Üblich und gängig ist die zweite von Ihnen erwähnte Gestaltung. Man würde also einen ganz normalen Kaufvertrag erstellen mit der Besonderheit, dass Sie - trotz formalen Besitzübergangs mit sofortiger Kaufpreiszahlung bei Vorliegen der üblichen Fälligkeitsvoraussetzungen (Auflassungsvormerkung, Löschungsunterlagen, Vorkaufsrechtsattest) - im Haus bis zB zum 30.06.2018 wohnen bleiben und dafür eine Nutzungsentschädigung zahlen.

Es wird ein fester Auszugstermin mit Räumungspflicht (besenrein) aufgenommen und falls erwünscht auch eine Regelung für den Fall des verspäteten Auszugs. Üblicherweise unterwirft sich der Verkäufer dann auch der sofortigen Zwangsvollstreckung wegen der Räumungspflicht, ebenso wie sich der Käufer wegen der Kaufpreiszahlung der sofortigen Zwangsvollstreckung unterwirft.

Sollten Sie im weiteren Verlauf Fragen haben, so melden Sie sich gerne wieder. Insbesondere habe ich Übung in der Prüfung von notariellen Vertragsentwürfen und biete dies hier zum günstigen Festpreis an.

Ansonsten hoffe ich, Ihnen mit meiner Antwort weitergeholfen zu haben, stehe für Nachfragen gerne zur Verfügung und würde mich über eine positive Bewertung mit 5 Sternen freuen.

Mit den besten Grüßen

Dr. Andreas Neumann
Rechtsanwalt


Nachfrage vom Fragesteller 24.09.2017 | 07:57

wie wäre der formal Ablauf zu Variante 1 (Anzahlung) - zB jetzt den notariellen Vertrag abschließen, Anzahlung, Grundbuchvormerkung etc. jetzt und Mitte 2018 Eigentumsübergang (Restzahlung, Schlüsselübergabe) - wäre das rechtlich möglich?

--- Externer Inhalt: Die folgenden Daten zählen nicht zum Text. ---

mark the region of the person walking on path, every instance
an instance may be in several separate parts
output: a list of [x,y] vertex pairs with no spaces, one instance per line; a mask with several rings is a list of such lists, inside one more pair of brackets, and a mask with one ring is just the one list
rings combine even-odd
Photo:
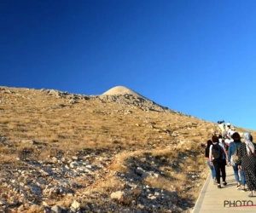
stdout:
[[255,145],[253,143],[249,132],[244,133],[244,143],[238,148],[238,169],[243,170],[247,188],[250,191],[249,197],[253,197],[253,191],[256,191],[256,157]]
[[213,135],[212,138],[213,144],[210,147],[209,158],[211,165],[214,166],[216,172],[216,180],[218,183],[218,187],[221,188],[220,185],[220,170],[222,174],[223,185],[226,186],[226,168],[228,156],[226,151],[223,147],[218,144],[218,138],[217,135]]
[[[236,189],[241,188],[241,192],[245,192],[245,184],[246,184],[246,179],[242,170],[238,169],[238,161],[235,159],[235,158],[238,157],[238,149],[239,147],[241,144],[241,137],[238,132],[235,132],[232,135],[232,138],[234,141],[230,143],[229,150],[228,150],[228,159],[229,159],[229,164],[231,164],[234,170],[234,175],[236,181],[237,182]],[[241,177],[241,183],[239,181],[239,174]]]
[[216,172],[213,165],[211,165],[210,158],[209,158],[209,149],[211,145],[212,145],[212,141],[211,140],[207,141],[207,146],[206,147],[206,158],[207,158],[207,163],[211,170],[212,177],[213,181],[213,184],[216,184]]

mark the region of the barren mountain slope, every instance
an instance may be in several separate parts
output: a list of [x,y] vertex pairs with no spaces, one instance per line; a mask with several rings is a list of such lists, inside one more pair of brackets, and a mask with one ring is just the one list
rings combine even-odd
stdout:
[[218,127],[143,101],[0,88],[0,210],[190,212]]

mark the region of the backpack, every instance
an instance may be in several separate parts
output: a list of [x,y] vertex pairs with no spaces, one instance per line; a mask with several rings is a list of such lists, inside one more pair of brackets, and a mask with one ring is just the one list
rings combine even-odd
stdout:
[[233,142],[233,143],[236,147],[236,149],[235,149],[234,153],[231,155],[230,161],[231,161],[232,165],[235,165],[235,164],[238,162],[238,147],[236,147],[235,142]]
[[212,153],[214,159],[222,158],[222,147],[218,144],[213,144],[212,147]]

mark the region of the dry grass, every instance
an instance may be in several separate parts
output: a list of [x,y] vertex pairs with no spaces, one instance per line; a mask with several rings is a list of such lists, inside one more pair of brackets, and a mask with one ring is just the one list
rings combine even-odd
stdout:
[[[133,160],[142,163],[145,158],[148,162],[151,156],[160,164],[156,169],[164,176],[147,177],[143,181],[162,189],[173,186],[182,192],[181,186],[193,184],[188,172],[207,168],[201,144],[212,134],[220,133],[215,124],[178,113],[144,112],[130,106],[102,103],[98,99],[70,104],[68,98],[39,90],[6,89],[14,93],[0,90],[4,100],[0,108],[0,137],[9,141],[8,146],[0,141],[0,164],[17,164],[15,158],[22,158],[24,150],[28,151],[27,158],[36,156],[39,160],[59,152],[75,154],[86,149],[99,150],[104,156],[100,151],[108,149],[119,153],[110,165],[112,170],[129,173]],[[131,112],[125,114],[128,110]],[[256,138],[256,132],[251,133]],[[34,140],[37,144],[20,143],[24,139]],[[111,178],[98,186],[106,192],[122,187],[122,181]],[[198,188],[191,188],[188,196],[195,199]],[[29,212],[40,212],[40,209],[33,207]]]

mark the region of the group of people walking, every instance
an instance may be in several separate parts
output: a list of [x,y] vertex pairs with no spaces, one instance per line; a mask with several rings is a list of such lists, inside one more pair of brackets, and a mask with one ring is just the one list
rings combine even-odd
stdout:
[[248,190],[248,196],[253,197],[253,191],[256,193],[256,144],[249,132],[243,134],[243,141],[238,132],[232,133],[231,138],[226,133],[213,135],[212,140],[207,141],[206,158],[213,184],[217,184],[218,188],[226,186],[225,167],[232,166],[237,183],[236,188],[241,192]]

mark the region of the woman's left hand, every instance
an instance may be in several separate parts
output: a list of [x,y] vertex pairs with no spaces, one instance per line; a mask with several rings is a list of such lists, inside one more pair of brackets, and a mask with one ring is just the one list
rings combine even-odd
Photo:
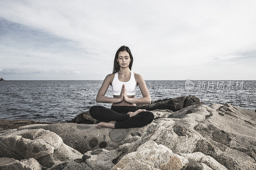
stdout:
[[128,101],[129,100],[129,98],[127,96],[127,93],[126,92],[126,89],[125,89],[125,85],[124,85],[124,100],[125,101]]

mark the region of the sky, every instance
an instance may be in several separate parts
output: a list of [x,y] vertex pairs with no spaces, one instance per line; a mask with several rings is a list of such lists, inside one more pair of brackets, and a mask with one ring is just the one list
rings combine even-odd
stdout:
[[256,80],[256,1],[0,0],[0,77]]

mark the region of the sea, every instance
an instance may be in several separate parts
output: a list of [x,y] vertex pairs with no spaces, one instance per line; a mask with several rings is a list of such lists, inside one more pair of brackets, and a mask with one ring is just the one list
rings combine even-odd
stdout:
[[[103,80],[0,81],[0,118],[48,122],[71,120],[96,103]],[[256,80],[145,80],[152,100],[194,95],[200,101],[256,109]],[[105,96],[113,97],[109,85]],[[139,86],[135,98],[142,97]],[[256,114],[256,112],[255,112]]]

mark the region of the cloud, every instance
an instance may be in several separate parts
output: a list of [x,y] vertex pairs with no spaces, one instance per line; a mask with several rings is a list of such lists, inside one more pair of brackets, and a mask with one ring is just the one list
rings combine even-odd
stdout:
[[37,74],[80,74],[80,71],[72,70],[22,70],[18,69],[2,69],[0,74],[20,74],[32,75]]
[[133,68],[150,79],[168,79],[163,68],[179,69],[176,79],[201,66],[247,63],[255,72],[254,53],[246,53],[256,45],[255,8],[254,1],[2,1],[1,67],[104,74],[125,45]]

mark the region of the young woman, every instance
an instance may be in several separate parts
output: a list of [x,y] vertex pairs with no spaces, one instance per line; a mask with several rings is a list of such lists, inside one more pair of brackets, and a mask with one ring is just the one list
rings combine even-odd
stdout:
[[[120,47],[116,53],[113,73],[107,76],[96,97],[97,103],[113,103],[109,109],[100,105],[92,106],[89,112],[92,117],[100,122],[96,127],[112,129],[142,127],[151,123],[154,115],[151,112],[136,108],[136,103],[151,103],[145,81],[140,74],[132,70],[133,59],[129,48]],[[105,97],[109,85],[113,98]],[[135,99],[139,85],[143,97]]]

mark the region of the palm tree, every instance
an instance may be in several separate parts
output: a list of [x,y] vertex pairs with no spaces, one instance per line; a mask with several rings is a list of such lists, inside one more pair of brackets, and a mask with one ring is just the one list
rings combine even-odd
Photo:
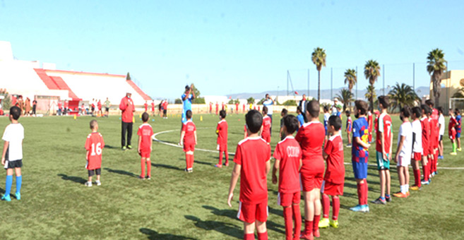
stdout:
[[398,107],[400,110],[405,106],[414,107],[420,98],[412,89],[412,87],[405,83],[396,83],[393,89],[388,92],[391,100],[392,109]]
[[357,77],[356,76],[356,70],[353,68],[348,68],[345,71],[345,84],[348,85],[348,89],[351,92],[355,85],[357,83]]
[[377,97],[376,94],[376,89],[374,88],[374,85],[368,85],[366,88],[366,94],[364,97],[369,100],[369,102],[371,102],[371,107],[374,109],[374,100]]
[[443,52],[443,50],[438,48],[432,50],[427,55],[427,71],[430,74],[430,81],[432,83],[434,87],[435,106],[438,106],[439,98],[440,98],[441,74],[446,70],[446,60],[445,60],[444,57],[445,54]]
[[346,88],[340,89],[340,93],[335,96],[335,97],[340,99],[343,103],[343,112],[346,110],[346,107],[350,105],[354,100],[353,97],[353,93]]
[[311,60],[316,65],[317,69],[317,101],[321,100],[321,69],[326,66],[326,50],[323,48],[316,47],[311,54]]
[[[364,65],[364,76],[366,79],[369,80],[369,83],[371,87],[371,90],[375,92],[375,89],[374,88],[374,83],[377,81],[377,78],[380,76],[380,66],[379,63],[375,60],[369,60],[366,62]],[[371,104],[371,107],[374,109],[374,97],[371,97],[369,100]]]

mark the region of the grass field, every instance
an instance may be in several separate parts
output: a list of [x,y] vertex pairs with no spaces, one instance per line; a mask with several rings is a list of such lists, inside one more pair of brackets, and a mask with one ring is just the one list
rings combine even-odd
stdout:
[[[395,145],[399,117],[392,116]],[[272,149],[278,142],[279,116],[273,124]],[[181,148],[153,143],[151,180],[139,180],[140,157],[136,150],[120,149],[121,123],[118,116],[97,119],[106,143],[103,150],[101,186],[85,187],[87,179],[85,150],[90,116],[22,118],[25,138],[22,199],[0,203],[1,239],[239,239],[242,223],[236,218],[238,188],[233,208],[227,205],[232,167],[216,169],[215,152],[196,151],[194,172],[186,174]],[[234,152],[243,138],[243,114],[231,115],[229,151]],[[150,120],[151,121],[151,120]],[[194,116],[198,128],[197,148],[215,149],[216,116]],[[3,131],[8,118],[0,118]],[[180,119],[156,117],[150,122],[162,140],[179,140]],[[133,146],[136,145],[134,124]],[[345,139],[346,140],[346,139]],[[346,165],[345,193],[340,198],[340,228],[321,230],[321,239],[460,239],[464,236],[463,169],[439,167],[464,167],[464,153],[450,156],[451,144],[445,143],[444,160],[439,174],[430,186],[411,193],[407,199],[393,198],[387,205],[370,204],[369,213],[353,212],[357,204],[356,183],[351,165]],[[369,162],[375,163],[374,146]],[[232,159],[231,156],[231,159]],[[345,148],[345,161],[351,161],[351,149]],[[392,192],[399,190],[393,167]],[[0,191],[4,192],[4,176]],[[277,186],[268,174],[270,239],[285,239],[282,208],[277,201]],[[369,200],[379,194],[376,168],[369,167]],[[411,172],[411,182],[413,175]],[[412,184],[411,184],[412,185]],[[238,187],[238,186],[237,186]],[[13,181],[12,192],[16,189]]]

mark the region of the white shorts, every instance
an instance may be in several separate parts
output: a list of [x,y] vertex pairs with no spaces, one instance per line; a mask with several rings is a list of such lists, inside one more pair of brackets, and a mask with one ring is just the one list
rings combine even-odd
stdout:
[[397,167],[408,167],[411,164],[411,157],[398,156],[398,161],[396,163]]

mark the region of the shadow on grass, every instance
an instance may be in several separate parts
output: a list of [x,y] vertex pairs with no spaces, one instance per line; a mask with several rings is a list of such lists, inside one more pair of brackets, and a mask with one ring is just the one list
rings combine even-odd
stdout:
[[61,176],[61,179],[63,180],[66,180],[66,181],[72,181],[75,183],[83,184],[87,181],[87,179],[83,179],[81,176],[68,176],[66,174],[57,174],[56,176]]
[[137,174],[134,174],[132,172],[129,172],[124,171],[124,170],[112,169],[108,168],[108,167],[105,167],[105,168],[104,168],[104,169],[105,169],[105,170],[107,170],[107,171],[108,171],[111,173],[114,173],[114,174],[121,174],[121,175],[126,175],[126,176],[131,176],[131,177],[138,177],[138,175],[137,175]]
[[[206,231],[214,230],[233,238],[242,239],[243,238],[243,230],[232,224],[217,222],[203,221],[195,216],[185,215],[185,218],[194,222],[195,227],[203,229]],[[230,239],[229,237],[227,239]]]
[[148,228],[142,227],[138,229],[140,232],[147,235],[148,239],[150,240],[158,240],[158,239],[172,239],[172,240],[196,240],[196,239],[192,239],[191,237],[186,237],[184,236],[174,235],[170,234],[160,234],[155,230],[152,230]]

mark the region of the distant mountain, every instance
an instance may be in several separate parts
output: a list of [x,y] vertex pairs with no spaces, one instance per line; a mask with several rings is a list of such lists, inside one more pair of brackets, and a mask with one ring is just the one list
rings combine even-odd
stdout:
[[[339,92],[340,90],[343,88],[334,88],[332,90],[332,95],[333,97],[336,96]],[[382,88],[381,89],[376,89],[377,92],[377,95],[382,95]],[[307,90],[296,90],[296,92],[298,92],[299,95],[302,95],[303,94],[307,94]],[[386,88],[385,89],[385,94],[388,93],[389,89]],[[429,88],[427,87],[419,87],[416,88],[416,93],[420,97],[422,97],[424,95],[429,95]],[[275,90],[270,90],[270,91],[266,91],[266,92],[256,92],[256,93],[251,93],[251,92],[242,92],[242,93],[234,93],[230,95],[227,95],[227,97],[231,97],[232,99],[246,99],[250,97],[252,97],[254,99],[261,99],[264,98],[264,95],[266,95],[266,93],[268,93],[271,95],[287,95],[287,90],[281,90],[281,91],[275,91]],[[289,95],[293,95],[294,92],[290,92]],[[356,98],[356,89],[353,89],[353,94],[355,94],[355,97]],[[357,99],[364,99],[364,96],[366,94],[366,89],[358,89],[357,90]],[[314,97],[317,97],[317,90],[309,90],[309,96]],[[321,89],[321,99],[331,99],[331,90],[330,89]]]

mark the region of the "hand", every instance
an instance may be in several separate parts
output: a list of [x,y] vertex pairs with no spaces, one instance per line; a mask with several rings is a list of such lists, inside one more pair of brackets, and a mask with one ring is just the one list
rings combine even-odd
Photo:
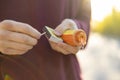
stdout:
[[21,55],[37,44],[41,33],[32,26],[12,20],[0,23],[0,52],[7,55]]
[[57,52],[60,52],[64,55],[76,54],[79,51],[79,47],[73,47],[63,42],[54,42],[49,40],[51,48]]
[[[76,23],[71,19],[65,19],[65,20],[63,20],[63,22],[60,25],[58,25],[56,27],[54,33],[57,36],[60,36],[67,29],[75,29],[76,30],[77,29]],[[78,50],[80,49],[79,47],[70,46],[70,45],[64,43],[63,41],[54,42],[54,41],[49,40],[49,43],[53,50],[58,51],[65,55],[76,54],[78,52]]]

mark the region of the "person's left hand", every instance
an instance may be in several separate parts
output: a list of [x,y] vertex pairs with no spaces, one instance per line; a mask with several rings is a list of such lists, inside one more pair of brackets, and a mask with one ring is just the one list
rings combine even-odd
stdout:
[[[67,30],[67,29],[77,29],[77,25],[76,23],[71,20],[71,19],[65,19],[62,21],[62,23],[60,25],[58,25],[55,29],[55,34],[57,36],[62,35],[62,33]],[[50,46],[52,47],[53,50],[61,52],[62,54],[76,54],[80,47],[74,47],[71,45],[68,45],[66,43],[64,43],[63,41],[60,42],[54,42],[49,40]]]
[[49,40],[49,43],[51,45],[51,48],[57,52],[60,52],[64,55],[68,55],[68,54],[76,54],[80,47],[74,47],[74,46],[70,46],[64,42],[54,42]]

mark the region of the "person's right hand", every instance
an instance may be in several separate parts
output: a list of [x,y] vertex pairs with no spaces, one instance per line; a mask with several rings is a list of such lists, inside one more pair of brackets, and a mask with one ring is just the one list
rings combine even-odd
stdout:
[[12,20],[0,22],[0,52],[6,55],[21,55],[37,44],[41,33],[32,26]]

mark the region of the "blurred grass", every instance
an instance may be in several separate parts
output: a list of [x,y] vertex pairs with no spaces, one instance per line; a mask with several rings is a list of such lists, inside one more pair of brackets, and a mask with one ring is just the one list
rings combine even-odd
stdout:
[[104,18],[103,21],[97,22],[94,26],[93,32],[98,32],[100,34],[110,36],[110,37],[120,37],[120,12],[116,11],[114,8],[112,13]]

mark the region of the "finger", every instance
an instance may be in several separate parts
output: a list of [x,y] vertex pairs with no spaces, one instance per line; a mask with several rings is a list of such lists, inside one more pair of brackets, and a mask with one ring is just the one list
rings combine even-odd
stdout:
[[0,31],[0,39],[7,39],[23,44],[28,44],[28,45],[36,45],[37,44],[37,39],[32,38],[26,34],[22,33],[17,33],[17,32],[10,32],[10,31]]
[[12,20],[4,20],[1,22],[1,24],[2,24],[1,28],[3,29],[13,32],[24,33],[36,39],[40,38],[41,33],[26,23],[16,22]]
[[33,48],[33,46],[25,45],[13,41],[0,41],[0,47],[23,50],[23,51],[30,50]]
[[73,53],[73,54],[77,53],[78,50],[79,50],[79,47],[73,47],[73,46],[70,46],[70,45],[68,45],[68,44],[66,44],[66,43],[58,43],[58,45],[59,45],[61,48],[63,48],[63,49],[65,49],[66,51],[68,51],[69,53]]
[[69,52],[61,47],[58,46],[58,44],[56,42],[50,41],[50,45],[52,47],[53,50],[60,52],[62,54],[69,54]]
[[61,36],[66,29],[68,29],[68,27],[66,27],[66,26],[63,25],[63,24],[60,24],[59,26],[57,26],[57,27],[55,28],[54,33],[55,33],[57,36]]
[[20,51],[20,50],[6,48],[6,49],[2,49],[1,52],[2,54],[6,54],[6,55],[22,55],[26,53],[27,51]]

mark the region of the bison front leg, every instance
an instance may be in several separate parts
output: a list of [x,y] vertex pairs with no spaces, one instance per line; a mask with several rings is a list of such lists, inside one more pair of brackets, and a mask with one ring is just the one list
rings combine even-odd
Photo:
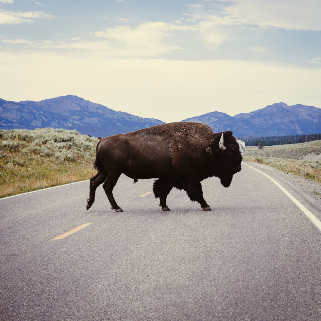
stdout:
[[154,195],[156,198],[160,198],[160,206],[163,211],[170,211],[166,204],[166,200],[172,188],[173,184],[164,179],[157,179],[153,184]]
[[122,212],[123,210],[117,205],[117,204],[114,198],[113,195],[113,189],[116,183],[117,182],[118,178],[120,176],[121,172],[113,172],[110,173],[107,176],[106,180],[102,186],[108,198],[108,200],[110,205],[111,205],[111,209],[116,210],[116,212]]
[[88,210],[95,201],[95,194],[96,189],[102,184],[106,179],[107,175],[106,173],[99,171],[96,175],[90,179],[90,185],[89,186],[89,198],[87,200],[86,209]]
[[203,191],[200,182],[190,181],[184,184],[184,189],[191,201],[199,203],[201,207],[204,211],[212,211],[203,197]]

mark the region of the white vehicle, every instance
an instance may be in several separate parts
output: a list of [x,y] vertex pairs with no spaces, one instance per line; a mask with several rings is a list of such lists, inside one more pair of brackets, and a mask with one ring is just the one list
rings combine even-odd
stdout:
[[240,151],[242,156],[244,154],[244,152],[245,151],[245,143],[240,139],[238,139],[236,141],[239,143],[239,145],[240,147]]

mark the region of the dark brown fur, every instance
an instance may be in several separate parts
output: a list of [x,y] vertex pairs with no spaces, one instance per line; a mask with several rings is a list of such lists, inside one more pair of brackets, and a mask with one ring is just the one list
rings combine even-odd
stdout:
[[202,123],[180,122],[103,138],[97,145],[94,166],[98,171],[90,180],[87,209],[103,183],[112,208],[122,211],[112,190],[123,173],[134,182],[158,178],[153,191],[164,211],[169,210],[166,199],[173,187],[184,190],[191,200],[211,210],[203,197],[201,181],[215,176],[228,187],[233,175],[241,170],[242,156],[235,138],[231,132],[224,132],[226,148],[222,150],[219,147],[222,134],[214,134]]

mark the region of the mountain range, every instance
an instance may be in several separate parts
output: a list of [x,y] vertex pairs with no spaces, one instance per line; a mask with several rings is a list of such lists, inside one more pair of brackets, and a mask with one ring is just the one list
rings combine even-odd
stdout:
[[[215,132],[231,130],[238,137],[302,134],[321,132],[321,109],[282,102],[233,117],[213,111],[182,121],[204,123]],[[0,129],[49,127],[104,137],[162,123],[71,95],[38,102],[0,99]]]
[[0,129],[53,127],[104,137],[163,123],[68,95],[40,101],[0,99]]

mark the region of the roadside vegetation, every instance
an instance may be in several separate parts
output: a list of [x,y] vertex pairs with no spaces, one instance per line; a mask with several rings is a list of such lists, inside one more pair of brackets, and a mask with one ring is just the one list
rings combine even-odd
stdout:
[[[0,130],[0,198],[90,178],[99,141],[75,130]],[[321,140],[246,148],[244,160],[321,184]]]
[[321,184],[321,141],[299,144],[247,146],[243,160],[265,164]]
[[75,130],[0,130],[0,198],[90,178],[99,141]]

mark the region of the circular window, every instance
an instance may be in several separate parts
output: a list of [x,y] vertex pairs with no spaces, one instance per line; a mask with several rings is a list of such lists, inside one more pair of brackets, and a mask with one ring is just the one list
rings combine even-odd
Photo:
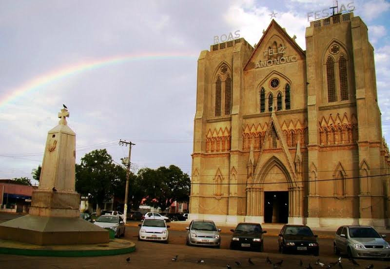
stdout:
[[270,86],[271,88],[275,89],[279,86],[279,80],[277,79],[272,79],[270,82]]

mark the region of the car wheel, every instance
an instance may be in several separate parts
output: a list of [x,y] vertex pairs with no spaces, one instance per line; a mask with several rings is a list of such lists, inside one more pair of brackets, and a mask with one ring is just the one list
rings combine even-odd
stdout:
[[347,248],[347,253],[348,254],[348,258],[350,259],[353,258],[353,255],[352,254],[352,250],[351,250],[351,248],[349,247]]
[[337,256],[340,255],[340,250],[338,250],[337,247],[334,243],[333,243],[333,253],[334,253],[334,255],[337,255]]

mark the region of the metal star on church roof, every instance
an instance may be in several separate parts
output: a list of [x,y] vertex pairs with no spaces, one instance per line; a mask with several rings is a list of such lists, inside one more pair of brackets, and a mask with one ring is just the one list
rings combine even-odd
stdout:
[[275,18],[276,18],[276,14],[277,14],[277,13],[275,13],[275,11],[274,11],[274,10],[273,10],[273,11],[272,11],[272,13],[271,13],[271,14],[268,14],[268,16],[271,16],[271,19],[272,19],[272,18],[273,18],[274,17]]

Antwort auf die Nachfrage vom Anwalt 24.09.2017 | 08:34

Sehr geehrte(r) Fragesteller(in),

möglich wäre auch dies. Nach Eintragung der Vormerkung und Vorliegen der weiteren Fälligkeitsvoraussetzungen würde die Notarin oder der Notar dann nur die Anzahlung fällig stellen.

Der Rest würde dann erst bei Schlüsselübergabe fällig. Dadurch hat das Notariat mehr Arbeit, da es die Eigentumsumschreibung erst bei Zahlung des Kaufpreisrests beantragen darf, also so lange zu warten hat. Das sollte aber kein Problem darstellen und dürfte insbesondere nicht zu mehr Notarkosten führen.

Allerdings könnte es Schwierigkeiten mit einer auf Käuferseite etwa involvierten Bank geben. Sie sollten die Möglichkeiten daher auch mit den Käufern besprechen.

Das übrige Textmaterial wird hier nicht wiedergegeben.